# QLD Mary River - Kenilworth Homestead



## rwebb39 (May 26, 2011)

Hi All

I am going camping at the Kenilworht Homestead for my friend's birthday and we plan to do some fishing in the Mary River that runs through the back of the property. We mainly want to fish for eels with 100lb line and masive hooks as my friend nearly landed five foot (or so) ell there, but we want to take the yaks down and try for yellow bellie or anything alse we can catch. I was wondering if anyong has been there and had any success and if you have anything to sugest.

cheers for now

RJ


----------



## FishinDan (Jul 3, 2006)

I've camped there previously, and it is an amazing place for camping. You can take the dogs (on lead), have a campfire, heaps of space, awesome!

I haven't caught a fish there though, but I didn't try real hard. I flicked a popper around one afternoon for about 30 minutes, and that was in the shallow sort of area.

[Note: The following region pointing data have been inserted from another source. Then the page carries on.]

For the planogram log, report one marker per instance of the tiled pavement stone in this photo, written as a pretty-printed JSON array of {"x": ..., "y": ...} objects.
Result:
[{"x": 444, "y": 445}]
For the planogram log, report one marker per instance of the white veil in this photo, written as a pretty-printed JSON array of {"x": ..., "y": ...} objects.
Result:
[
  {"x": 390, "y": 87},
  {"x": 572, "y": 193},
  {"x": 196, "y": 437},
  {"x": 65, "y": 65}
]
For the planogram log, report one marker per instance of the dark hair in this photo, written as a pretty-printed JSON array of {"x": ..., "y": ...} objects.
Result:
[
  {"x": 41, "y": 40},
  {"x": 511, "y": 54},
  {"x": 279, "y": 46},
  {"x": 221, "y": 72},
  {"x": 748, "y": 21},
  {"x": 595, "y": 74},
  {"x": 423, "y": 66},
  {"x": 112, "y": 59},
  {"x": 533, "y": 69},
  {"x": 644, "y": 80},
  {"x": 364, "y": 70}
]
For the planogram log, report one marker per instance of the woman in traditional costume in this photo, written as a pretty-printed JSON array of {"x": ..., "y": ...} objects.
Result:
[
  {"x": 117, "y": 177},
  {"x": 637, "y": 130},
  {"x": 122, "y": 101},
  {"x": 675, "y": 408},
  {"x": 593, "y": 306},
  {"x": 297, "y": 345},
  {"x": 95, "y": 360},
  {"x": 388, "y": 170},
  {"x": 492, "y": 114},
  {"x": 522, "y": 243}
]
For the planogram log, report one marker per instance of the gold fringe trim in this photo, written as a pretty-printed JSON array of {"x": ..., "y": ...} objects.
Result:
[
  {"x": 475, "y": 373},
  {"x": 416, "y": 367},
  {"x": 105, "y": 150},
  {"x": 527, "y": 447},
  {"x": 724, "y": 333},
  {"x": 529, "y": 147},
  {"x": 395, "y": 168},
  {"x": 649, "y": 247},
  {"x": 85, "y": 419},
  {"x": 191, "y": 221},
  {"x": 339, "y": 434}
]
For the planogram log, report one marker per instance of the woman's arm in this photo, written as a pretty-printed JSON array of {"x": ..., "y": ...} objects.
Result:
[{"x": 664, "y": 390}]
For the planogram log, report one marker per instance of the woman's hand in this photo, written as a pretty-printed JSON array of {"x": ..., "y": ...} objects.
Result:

Your best bet would be to head to the left of the camp ground (As you go past the office) as the river there is deeper & wider. I didn't find that until the day we were leaving unfortunately. You could kayak in there for sure. Not sure how far it goes, but that would be your best bet. Super early morning or dusk would probably be best. Not sure what's in there, but you would have to think maybe bass?


----------



## rwebb39 (May 26, 2011)

hey Dan

thanks for the input. i have been there before but not fishing so i do know about that deeper area. i dont have any fresh water lures only estuary ones. does bait work for bass? never fished for bass fefore so i don't relly know what to do.

cheers RJ


----------



## clarkey (Jan 13, 2009)

rwebb39 said:


> hey Dan
> 
> thanks for the input. i have been there before but not fishing so i do know about that deeper area. i dont have any fresh water lures only estuary ones. does bait work for bass? never fished for bass fefore so i don't relly know what to do.
> 
> cheers RJ


for bass use the same lures you use for bream and target the snags and shaded areas..


----------



## rwebb39 (May 26, 2011)

thats good i have a thew that i think should work

cheers RJ


----------